El gravoso costo de los alimentos

La canasta básica remontó su vuelo.

 

Fecha de publicación: 02-06-16
Por: Helmer Velásquez

Embebidos en los vaivenes –y sainetes– de la justicia y la política vernácula; poco hemos reparado en cómo de poquito en poquito, productores y comerciantes nos elevan el costo del alimento cotidiano: un 11 por ciento entre 2015 y 2016. Más de Q300 –según la cifra oficial– que ya aprietan el bolsillo de aquellos que sobreviven con el día a día. Los “güisquiles en enero eran de a quetzal, ahora están a cinco. Jimmy nos está fallando”. Es la voz de una ama de casa. Lo cierto es que entre empresarios que no pagan impuestos y los juramentos a la bandera del primer dignatario. El poder Ejecutivo no parece estar al tanto del asunto, ni muy interesado en intervenir en ello.

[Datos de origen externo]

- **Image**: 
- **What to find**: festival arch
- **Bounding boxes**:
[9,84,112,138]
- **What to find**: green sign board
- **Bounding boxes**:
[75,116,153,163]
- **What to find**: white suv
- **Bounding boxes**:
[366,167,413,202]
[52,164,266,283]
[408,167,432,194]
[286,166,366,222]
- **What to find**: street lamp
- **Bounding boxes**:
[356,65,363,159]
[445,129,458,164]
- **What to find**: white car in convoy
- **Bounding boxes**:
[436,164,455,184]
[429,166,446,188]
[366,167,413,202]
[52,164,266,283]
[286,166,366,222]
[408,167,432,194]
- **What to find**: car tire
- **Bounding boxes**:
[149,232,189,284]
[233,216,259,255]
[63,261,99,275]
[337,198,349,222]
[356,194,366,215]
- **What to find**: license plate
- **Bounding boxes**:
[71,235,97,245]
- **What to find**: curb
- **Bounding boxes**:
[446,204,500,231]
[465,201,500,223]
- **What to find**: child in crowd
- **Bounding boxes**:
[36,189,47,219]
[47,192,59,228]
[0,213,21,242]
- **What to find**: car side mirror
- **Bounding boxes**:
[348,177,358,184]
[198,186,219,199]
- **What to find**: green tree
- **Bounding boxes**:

El Ministro de Economía, alfil de aquellos que piensan que el mercado lo resuelve todo y anhelan un Estado discreto, tiene otras prioridades. Así, se le ve muy preocupado: buscando la forma de implantar –de nuevo y sin mucha bulla– los salarios diferenciados. Su otra prioridad es ese –espinoso– asunto del arancel a la importación del pollo, cuestión que obviamente viola el tratado comercial con Estados Unidos, pero es tal el poder de los “polleros” guatemaltecos, que se ha visto obligado a desafiar a sus amigos del norte. Aun, en contra de letra y espíritu de tan “libre” tratado comercial. El otro asunto que ocupa el tiempo y la sapiencia del señor Ministro, es tratar de “adecuar” los dineros del Plan de la Prosperidad para promover las inversiones de la elite económica de este país; sin que se enojen los “primos del Norte” y de ribete que el pueblo agradezca. Como se verá, es una agenda cargada la del señor Ministro, como para que pierda el tiempo en eso del costo de la vida y otras bagatelas propias de regímenes “populistas” que gustan intervenir en la economía. Eso no va con él. Él está para promover inversión y plusvalía. Para los pobres. Está: El Ministerio de Desarrollo Social.

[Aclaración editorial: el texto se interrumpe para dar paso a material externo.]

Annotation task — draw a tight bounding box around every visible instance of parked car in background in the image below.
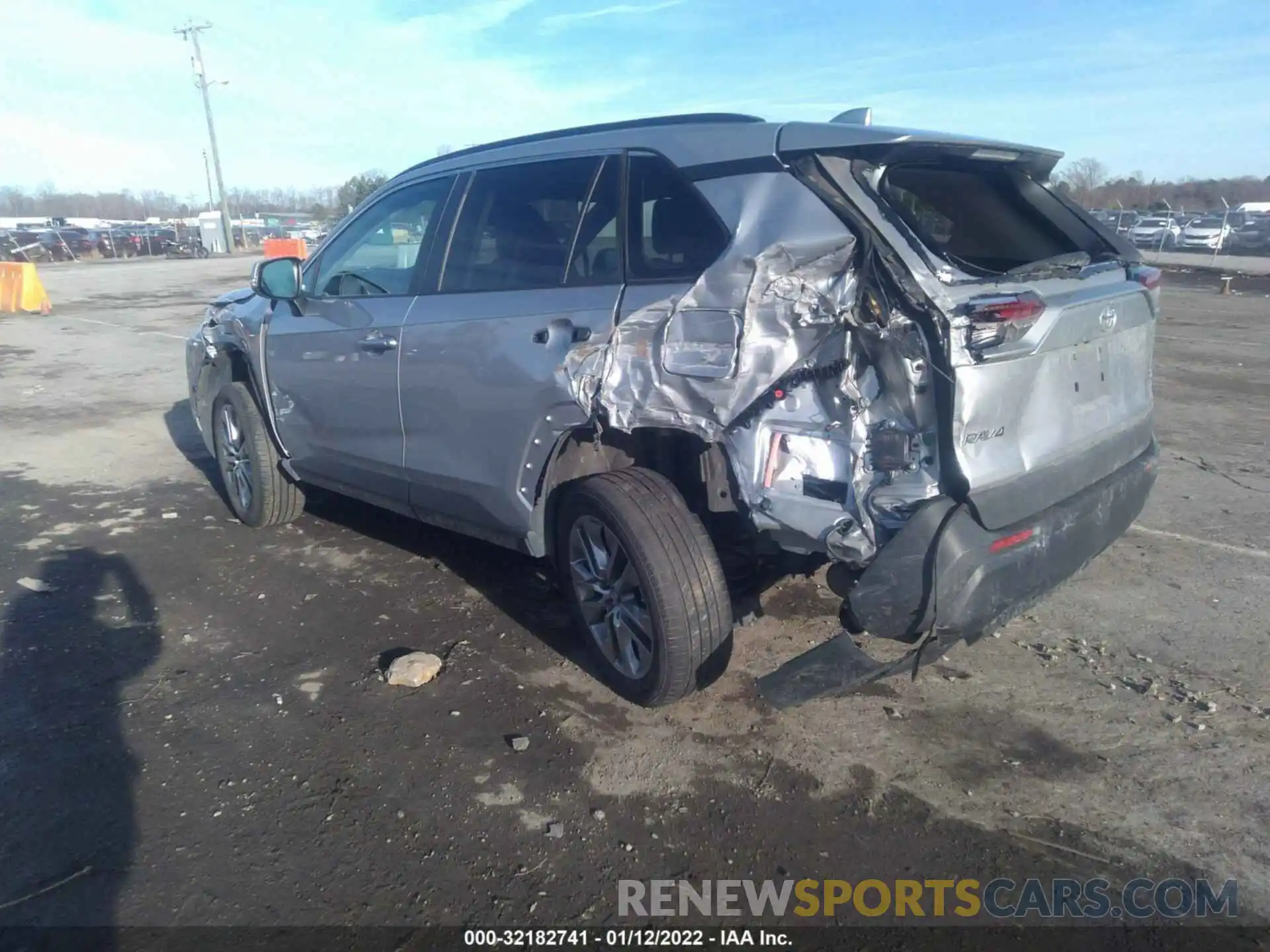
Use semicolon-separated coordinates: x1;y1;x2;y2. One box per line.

Así que organizaciones de consumidores, sindicatos, campesinos, pobladores, para sobrellevar el alto costo de la vida, vayan alistándose para trabajar dos horas más al día, y así poder ajustar para la “cena” familiar. La otra posibilidad es combatir la obesidad optando, por una dieta sana, evitando: grasas, granos, carnes, pollo, frutas y legumbres, practicando así una saludable dieta de monje tibetano y pasarla a pura agua. En tanto, el Ministro de Economía se ocupa de exonerar impuestos a emprendedores.